Lo del izado o arriada de banderas no es, en fin, sino la cáscara vacía de una tradición, acorde con un país en el que, a la vez que se vacían las iglesias, se multiplican los semanasanteros.
por Juan Manuel de Prada
Hemos tenido un escandalete esta Semana Santa con las banderas arriadas o izadas a media asta en señal de duelo (o duelecito) por la muerte de Cristo. A nadie se le escapa que este izar o arriar de banderas es un aspaviento farisaico, pues el Gobierno que lo ha decretado mata a Cristo cada día con leyes inicuas que han convertido en virtudes democráticas todos los pecados que claman al cielo. Pero arriar o izar banderas a media asta por la muerte de Cristo es una gallofa muy rentable (a la par que barata) que adula al catolicismo pompier, a la vez que permite sacar musculito comecuras a la izquierda genuflexa ante el mundialismo. Además, cuando la izquierda saca musculito comecuras, la incauta parroquia de la derecha se pone en guardia, según el principio de acción y reacción que rige la demogresca. Y así unos y otros sacan tajada.
Que izar o arriar banderas a media asta en señal de duelo (o duelecito) por la muerte de Cristo es un aspaviento farisaico lo prueba una sentencia del Tribunal Constitucional, donde se aclara que estas tradiciones «no pretenden transmitir un respaldo o adherencia del Estado a postulados religiosos». Y se trata, desde luego, de una aclaración perogrullesca, pues sólo un rematado imbécil podría llegar a pensar que un Estado que ha elevado los pecados que claman al cielo al rango de virtudes democráticas pueda someterse a ningún postulado religioso. Lo del izado o arriada de banderas no es, en fin, sino la cáscara vacía de una tradición, acorde con un país en el que, a la vez que se vacían las iglesias, se multiplican los semanasanteros.
Pero resulta, en verdad, llamativo que un aspaviento farisaico suscite tantos espumarajos en ciertos sectores de la izquierda. Pues, aunque no se crea en la divinidad de Cristo (¡aunque ni siquiera se crea en su existencia puramente humana!), no existe historia verídica o fabulada que ilustre mejor el escarnio y desfiguración de la Justicia que la Pasión.
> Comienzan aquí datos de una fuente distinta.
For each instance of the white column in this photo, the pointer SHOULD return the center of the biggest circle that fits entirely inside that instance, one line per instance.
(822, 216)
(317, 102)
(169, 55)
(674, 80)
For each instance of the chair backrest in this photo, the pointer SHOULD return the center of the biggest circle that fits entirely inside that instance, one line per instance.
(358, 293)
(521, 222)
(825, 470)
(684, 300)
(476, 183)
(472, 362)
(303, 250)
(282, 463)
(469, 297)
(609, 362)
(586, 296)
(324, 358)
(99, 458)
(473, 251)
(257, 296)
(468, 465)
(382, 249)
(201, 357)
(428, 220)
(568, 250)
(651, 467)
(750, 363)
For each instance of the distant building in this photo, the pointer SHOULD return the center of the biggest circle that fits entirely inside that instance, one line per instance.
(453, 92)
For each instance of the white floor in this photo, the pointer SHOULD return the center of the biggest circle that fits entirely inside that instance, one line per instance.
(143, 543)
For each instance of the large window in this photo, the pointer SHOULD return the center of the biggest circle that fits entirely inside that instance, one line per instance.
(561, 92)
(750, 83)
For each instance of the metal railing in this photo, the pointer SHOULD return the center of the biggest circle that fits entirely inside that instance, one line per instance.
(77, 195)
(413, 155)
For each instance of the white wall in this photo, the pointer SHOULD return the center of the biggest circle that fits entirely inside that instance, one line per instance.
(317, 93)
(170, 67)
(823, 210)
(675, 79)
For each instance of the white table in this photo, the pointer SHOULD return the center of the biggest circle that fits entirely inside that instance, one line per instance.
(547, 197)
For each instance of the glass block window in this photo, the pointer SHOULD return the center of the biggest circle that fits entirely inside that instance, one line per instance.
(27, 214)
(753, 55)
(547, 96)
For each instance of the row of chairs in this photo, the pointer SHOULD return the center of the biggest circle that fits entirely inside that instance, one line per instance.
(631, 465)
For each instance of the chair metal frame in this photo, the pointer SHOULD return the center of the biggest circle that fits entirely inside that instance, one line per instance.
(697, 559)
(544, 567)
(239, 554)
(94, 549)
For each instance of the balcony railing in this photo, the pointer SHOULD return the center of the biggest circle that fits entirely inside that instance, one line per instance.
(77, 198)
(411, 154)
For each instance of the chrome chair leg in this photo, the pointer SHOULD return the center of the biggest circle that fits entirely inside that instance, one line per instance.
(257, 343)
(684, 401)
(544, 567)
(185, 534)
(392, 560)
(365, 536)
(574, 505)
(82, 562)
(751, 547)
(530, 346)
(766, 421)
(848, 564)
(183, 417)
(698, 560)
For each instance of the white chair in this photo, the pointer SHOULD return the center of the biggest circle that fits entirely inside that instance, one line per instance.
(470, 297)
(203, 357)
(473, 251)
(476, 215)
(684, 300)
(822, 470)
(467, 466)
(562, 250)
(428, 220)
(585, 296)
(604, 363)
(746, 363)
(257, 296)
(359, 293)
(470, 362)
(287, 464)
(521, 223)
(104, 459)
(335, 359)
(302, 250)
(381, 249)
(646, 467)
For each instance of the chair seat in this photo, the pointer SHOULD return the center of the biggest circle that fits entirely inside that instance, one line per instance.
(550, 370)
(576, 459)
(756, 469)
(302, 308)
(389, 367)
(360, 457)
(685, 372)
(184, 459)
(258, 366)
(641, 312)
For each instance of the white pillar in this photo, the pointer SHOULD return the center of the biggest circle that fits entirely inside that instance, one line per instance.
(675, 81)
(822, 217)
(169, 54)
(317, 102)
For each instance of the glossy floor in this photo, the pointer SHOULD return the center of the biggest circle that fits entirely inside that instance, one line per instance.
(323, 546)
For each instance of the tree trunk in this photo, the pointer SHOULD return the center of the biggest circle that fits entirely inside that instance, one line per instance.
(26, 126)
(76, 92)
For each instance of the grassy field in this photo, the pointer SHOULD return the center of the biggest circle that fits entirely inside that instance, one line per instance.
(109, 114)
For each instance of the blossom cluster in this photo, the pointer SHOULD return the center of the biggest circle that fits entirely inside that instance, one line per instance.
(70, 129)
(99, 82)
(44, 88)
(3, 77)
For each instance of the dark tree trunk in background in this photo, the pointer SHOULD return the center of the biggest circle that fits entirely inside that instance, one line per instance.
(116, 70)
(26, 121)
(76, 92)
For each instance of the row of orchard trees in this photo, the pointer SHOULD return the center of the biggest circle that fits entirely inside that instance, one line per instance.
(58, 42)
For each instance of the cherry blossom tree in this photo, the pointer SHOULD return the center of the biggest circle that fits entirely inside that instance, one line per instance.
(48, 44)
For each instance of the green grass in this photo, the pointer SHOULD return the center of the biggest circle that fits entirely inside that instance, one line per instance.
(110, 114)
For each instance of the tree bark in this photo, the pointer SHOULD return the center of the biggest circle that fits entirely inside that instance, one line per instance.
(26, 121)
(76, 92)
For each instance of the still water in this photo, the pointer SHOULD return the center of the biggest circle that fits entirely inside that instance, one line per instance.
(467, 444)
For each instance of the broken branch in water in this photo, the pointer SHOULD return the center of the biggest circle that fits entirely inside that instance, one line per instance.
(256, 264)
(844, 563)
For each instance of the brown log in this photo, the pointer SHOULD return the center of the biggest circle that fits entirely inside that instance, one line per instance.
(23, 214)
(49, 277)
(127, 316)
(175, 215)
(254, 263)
Allí se nos habla de la rabiosa conjura de unos poderes inicuos contra un inocente; allí se nos habla de la condena de un hombre que dio testimonio de la verdad, a manos de criminales, embusteros y prevaricadores que no vacilaron en recurrir a las tretas jurídicas más arteras y monstruosas. Una izquierda que no hubiese traicionado sus ideales para conformarse con sacar musculito comecuras habría aprovechado estas señales de duelo seguramente farisaico para convertirlas en una sincera denuncia de los atropellos que los poderosos perpetran, para acallar la voz del inocente que denuncia sus crímenes. Se puede ser aristotélico furibundo y rememorar con duelo la condena inicua de Sócrates (que, desde luego, no fue Dios y podría haber sido un personaje inventado por Platón y otros pocos). ¿Por qué, entonces, ciertos sectores de la izquierda, por muy ateos que sean, se soliviantan cuando se recuerda la condena inicua de Cristo?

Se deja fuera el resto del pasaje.